Wenn die Klima-Experten, darunter die eigene Tochter, sich unterhalten, dann sitzt die Mutter still dabei. Sie will sich nicht durch Unkenntnis blamieren. Dennoch weiß natürlich auch sie, und das unbedingt. Mutter und Tochter haben unisono das Fliegen, das Über-fliegen des Globus (und seiner Natur) schlechterdings zum Symbol des Bösen erklärt – der verbotenen Lebensart. Die Vielfliegerei, ein Privileg der eigenen Klasse (und sicher eine der Ursachen familiärer ›Dekomposition‹), wurde radikal gestrichen. Stattdessen fährt der Vater mit der jüngeren Tochter im Elektromobil nach London zum Popkonzert.

Da prangt ein Riss im Familienbewusstsein, verursacht durch eine nicht bewältigte Lebensweise, an der man dennoch mit allen Fasern hängt, und Klein-Greta, die Flugverweigerin und Diva-Konkurrentin der Mutter, stochert darin herum. Wie das Gros der Klimaforscher, forschungslogisch durchaus plausibel, die Treibhaus-These, also die Herleitung des weltweiten Temperaturanstiegs in der zweiten Hälfte des zwanzigsten Jahrhunderts aus der industriell bedingten Zunahme atmosphärischer ›Treibhausgase‹ schlichtweg voraussetzt – als praktisch unhintergehbare Begründung für die Dringlichkeit der eigenen Forschungsvorhaben –, so leiten Klima-Aktivisten und Klima-Gläubige aller Schattierungen aus ihr einen Wissensanspruch ab, den sie zwar in keiner Wissenschaft einlösen können, wohl aber an jedem Kiosk, der Stoff für das Uralt-Thema aller Zivilisation, Du-musst-dein-Leben-ändern, in der Auslage hat.
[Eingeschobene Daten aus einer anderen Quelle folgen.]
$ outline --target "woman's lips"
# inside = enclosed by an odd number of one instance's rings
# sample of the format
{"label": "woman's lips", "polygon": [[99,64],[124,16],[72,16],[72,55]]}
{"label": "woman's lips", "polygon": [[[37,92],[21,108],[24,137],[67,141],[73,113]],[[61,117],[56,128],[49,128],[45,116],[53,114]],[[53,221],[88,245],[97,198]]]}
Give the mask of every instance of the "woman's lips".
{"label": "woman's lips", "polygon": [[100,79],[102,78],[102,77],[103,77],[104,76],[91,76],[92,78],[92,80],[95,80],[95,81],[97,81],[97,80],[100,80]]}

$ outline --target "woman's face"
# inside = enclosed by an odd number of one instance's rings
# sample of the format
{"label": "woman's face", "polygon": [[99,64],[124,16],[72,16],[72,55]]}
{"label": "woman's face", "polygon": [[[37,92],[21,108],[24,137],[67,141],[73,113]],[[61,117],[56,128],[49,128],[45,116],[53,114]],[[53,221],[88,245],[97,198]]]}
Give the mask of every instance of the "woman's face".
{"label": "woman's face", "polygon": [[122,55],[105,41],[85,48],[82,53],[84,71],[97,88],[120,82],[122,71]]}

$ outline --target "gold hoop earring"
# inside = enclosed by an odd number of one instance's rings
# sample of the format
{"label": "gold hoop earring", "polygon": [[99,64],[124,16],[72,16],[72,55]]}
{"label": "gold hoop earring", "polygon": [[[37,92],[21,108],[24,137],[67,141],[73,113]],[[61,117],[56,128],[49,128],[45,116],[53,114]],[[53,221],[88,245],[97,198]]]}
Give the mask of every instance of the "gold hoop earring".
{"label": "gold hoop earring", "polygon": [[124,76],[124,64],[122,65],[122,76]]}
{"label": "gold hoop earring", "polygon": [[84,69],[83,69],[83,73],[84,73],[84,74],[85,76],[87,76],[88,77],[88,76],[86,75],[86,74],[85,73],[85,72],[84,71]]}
Das ist noch nicht Religion, aber es nährt sich von ihren Motiven. Lebensfromm werden, die ›falschen Errungenschaften‹ der mit der Fratze des ›Raubtierkapitalismus‹ behängten Zivilisation mit Verachtung strafen, kann eine lebensbefreiende Option sein, vor allem, wenn die eigene Familie gerade Gefahr läuft, vor die Hunde zu gehen. Welche Instanz, so die naheliegende Frage, verfügt in der Wissensgesellschaft über genügend Autorität, um die persönliche ›Wende‹ einzuleiten? Das kann nach Lage der Dinge nur die Wissenschaft sein. Die Folgen lassen nicht auf sich warten. Das latente, hier und da offen aufbrechende Verlangen der ›befreiten‹ Gesellschaft nach Autorität lässt den autoritativen Gestus der Wissenschaft ins Autoritäre entgleiten – zunächst in der Gesellschaft, aber natürlich auch in der Wissenschaft selbst. Dieser Rückschlag droht, sollte ihm nicht Einhalt geboten werden, die Quellen des Wissens selbst zu verstopfen, die nie so rein sprudelten, wie Greta den UN-Granden einzuschärfen versuchte.